### EXAMPLES

### Необходимые модули

In [1]:
import numpy as np
import pandas as pd
import dill
from sklearn.linear_model import LogisticRegression
from sklearn.pipeline import Pipeline
from sklearn.metrics import roc_auc_score, f1_score

import warnings
warnings.filterwarnings('ignore')

### Загрузка пайплайнов препроцессинга

In [2]:
with open('prep_with_cat.dill', 'rb') as prep_cat_pipeline:
    prep_cat = dill.load(prep_cat_pipeline)

In [3]:
with open('prep_without_cat.dill', 'rb') as prep_without_cat_pipeline:
    prep_without_cat = dill.load(prep_without_cat_pipeline)

### Загрузка данных

In [4]:
TRAIN_DATA_PATH = 'data/X_train.csv'
TRAIN_TARGET_PATH = 'data/y_train.csv'

TEST_DATA_PATH = 'data/X_test.csv'
TEST_TARGET_PATH = 'data/y_test.csv'

VALID_DATA_PATH = 'data/X_valid.csv'
VALID_TARGET_PATH = 'data/y_valid.csv'

In [5]:
train_base = pd.read_csv(TRAIN_DATA_PATH)
train = train_base.copy()
train_target_base = pd.read_csv(TRAIN_TARGET_PATH)
train_target = train_target_base.copy()
display(train.shape, train_target.shape)

(577, 11)

(577, 1)

In [6]:
test_base = pd.read_csv(TEST_DATA_PATH)
test = test_base.copy()
test_target_base = pd.read_csv(TEST_TARGET_PATH)
test_target = test_target_base.copy()
display(test.shape, test_target.shape)

(248, 11)

(248, 1)

In [7]:
valid_base = pd.read_csv(VALID_DATA_PATH)
valid = valid_base.copy()
valid_target_base = pd.read_csv(VALID_TARGET_PATH)
valid_target = valid_target_base.copy()
display(valid.shape, valid_target.shape)

(92, 11)

(92, 1)

### Список категориальных признаков до кодирования - для LIME

In [8]:
train.head(3)

Unnamed: 0,Age,Sex,ChestPainType,RestingBP,Cholesterol,FastingBS,RestingECG,MaxHR,ExerciseAngina,Oldpeak,ST_Slope
0,56,M,ASY,137,282,1,Normal,126,Y,1.2,Flat
1,57,F,ASY,128,303,0,LVH,159,N,0.0,Up
2,59,M,ASY,124,160,0,Normal,117,Y,1.0,Flat


In [9]:
cat_features = train.select_dtypes(include=[object]).columns.to_list()
cat_features_indices = [1, 2, 6, 8, 10]
print(cat_features)
print(cat_features_indices)

['Sex', 'ChestPainType', 'RestingECG', 'ExerciseAngina', 'ST_Slope']
[1, 2, 6, 8, 10]


### Список категориальных признаков после кодирования

In [10]:
ohe_cat_features = prep_cat.named_steps['preprocessor'].transformers_[1][1].named_steps['ohe'].get_feature_names(cat_features)
ohe_cat_features_indices = [6, 7, 8, 9, 10, 11, 12, 13, 14, 15, 16, 17, 18, 19]
print(ohe_cat_features)
print(ohe_cat_features_indices)

['Sex_F' 'Sex_M' 'ChestPainType_ASY' 'ChestPainType_ATA'
 'ChestPainType_NAP' 'ChestPainType_TA' 'RestingECG_LVH'
 'RestingECG_Normal' 'RestingECG_ST' 'ExerciseAngina_N' 'ExerciseAngina_Y'
 'ST_Slope_Down' 'ST_Slope_Flat' 'ST_Slope_Up']
[6, 7, 8, 9, 10, 11, 12, 13, 14, 15, 16, 17, 18, 19]

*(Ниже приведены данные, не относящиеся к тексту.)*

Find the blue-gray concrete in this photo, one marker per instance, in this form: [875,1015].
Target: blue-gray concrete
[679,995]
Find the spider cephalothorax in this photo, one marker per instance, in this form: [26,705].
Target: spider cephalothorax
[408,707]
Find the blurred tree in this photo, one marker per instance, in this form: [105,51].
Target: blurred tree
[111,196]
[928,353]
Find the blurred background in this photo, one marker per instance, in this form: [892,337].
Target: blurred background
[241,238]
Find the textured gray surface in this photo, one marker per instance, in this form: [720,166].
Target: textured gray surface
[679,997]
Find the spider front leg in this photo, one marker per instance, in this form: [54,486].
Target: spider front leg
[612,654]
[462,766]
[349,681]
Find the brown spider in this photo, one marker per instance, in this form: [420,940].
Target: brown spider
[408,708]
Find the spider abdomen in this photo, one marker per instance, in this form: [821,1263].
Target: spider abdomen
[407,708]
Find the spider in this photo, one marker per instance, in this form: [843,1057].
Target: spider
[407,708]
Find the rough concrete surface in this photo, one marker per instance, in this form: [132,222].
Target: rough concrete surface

### Модель для примера LogisticRegression

In [11]:
classifier = Pipeline([
    ('preprocessing', prep_cat),
    ('classifier', LogisticRegression(random_state = 0)),
])

classifier.fit(train, train_target)

Pipeline(steps=[('preprocessing',
                 Pipeline(steps=[('preprocessor',
                                  ColumnTransformer(transformers=[('num',
                                                                   Pipeline(steps=[('minmax',
                                                                                    MinMaxScaler())]),
                                                                   ['Age',
                                                                    'RestingBP',
                                                                    'Cholesterol',
                                                                    'FastingBS',
                                                                    'MaxHR',
                                                                    'Oldpeak']),
                                                                  ('cat',
                                                                   Pipeline(steps=[('ohe',
  

In [12]:
y_pred_proba = classifier.predict_proba(test)
y_pred = classifier.predict(test)

In [13]:
print(f'ROC_AUC: {roc_auc_score(test_target, y_pred_proba.T[1])}')
print(f'F1 SCORE: {f1_score(test_target, y_pred)}')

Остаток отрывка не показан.